CDC: Skin Infections


What are skin infections?

Skin infections occur when bacteria infect the skin and sometimes the deep tissue beneath the skin. Cellulitis is a common type of skin infection that causes redness, swelling, and pain in the infected area of the skin.

Another type of skin infection is skin abscess, which is a collection of pus under the skin.


Normally, different types of bacteria live on a person’s skin. Cellulitis or abscess can occur if there is a cut or a break in the skin that allows bacteria to enter and cause an infection.

Risk Factors

Some factors can increase the risk of cellulitis, including:

  • Injury to the skin
  • Skin conditions, such as athlete’s foot or eczema
  • Chronic swelling of the legs or arms
  • Obesity
  • Diabetes


Symptoms of cellulitis can come on gradually or suddenly and include:

  • Skin redness
  • Pain, tenderness, or warmth when the affected skin is touched
  • Swelling of the affected area

An abscess has similar symptoms as cellulitis but also has a collection of pus inside, which can sometimes drain out.

When to Seek Medical Care

See a doctor right away if your child is younger than 3 months old and has a fever of 100.4 °F (38 °C) or higher.

See a doctor if you have symptoms of cellulitis or abscess. Although most cases of cellulitis resolve quickly with treatment, some can spread to the lymph nodes and bloodstream and can become life-threatening.


Your doctor will determine if you have a skin infection by asking about symptoms and doing a physical examination.

Antibiotics are needed to treat cellulitis.

If you have a skin abscess, your doctor may need to drain the pus from the abscess. Antibiotics are sometimes needed for abscesses after the pus has been drained.

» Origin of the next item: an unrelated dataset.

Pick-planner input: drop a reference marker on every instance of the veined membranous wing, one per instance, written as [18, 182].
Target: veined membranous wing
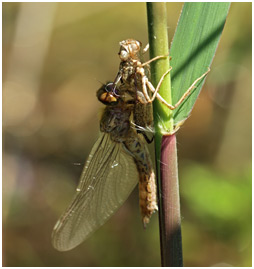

Any time you take antibiotics, they can cause side effects. Side effects can range from minor issues, like a rash, to very serious health problems, such as antibiotic-resistant infections and C. diff infection, which causes diarrhea that can lead to severe colon damage and death. Call your doctor if you develop any side effects while taking your antibiotic.

In some cases, severe infections need to be treated in the hospital.

How to Feel Better

If you are prescribed antibiotics for your skin infection:

  • Take them exactly as your doctor tells you.
  • Do not share your antibiotics with others.
  • Do not save them for later. Talk to your pharmacist about safely discarding leftover medicines.

Talk with your doctor if you have any questions about your antibiotics. Keeping the area clean is important so your skin infection can get better. If the infection is in the leg, elevating the leg can help decrease swelling.


You can help prevent skin infections by doing the following:

  • Clean your hands.
  • Wash cuts with soap and water.
  • Talk to your doctor about steps you can take to prevent skin infections, especially if you have a condition, such as diabetes, that increases your risk of certain skin infections.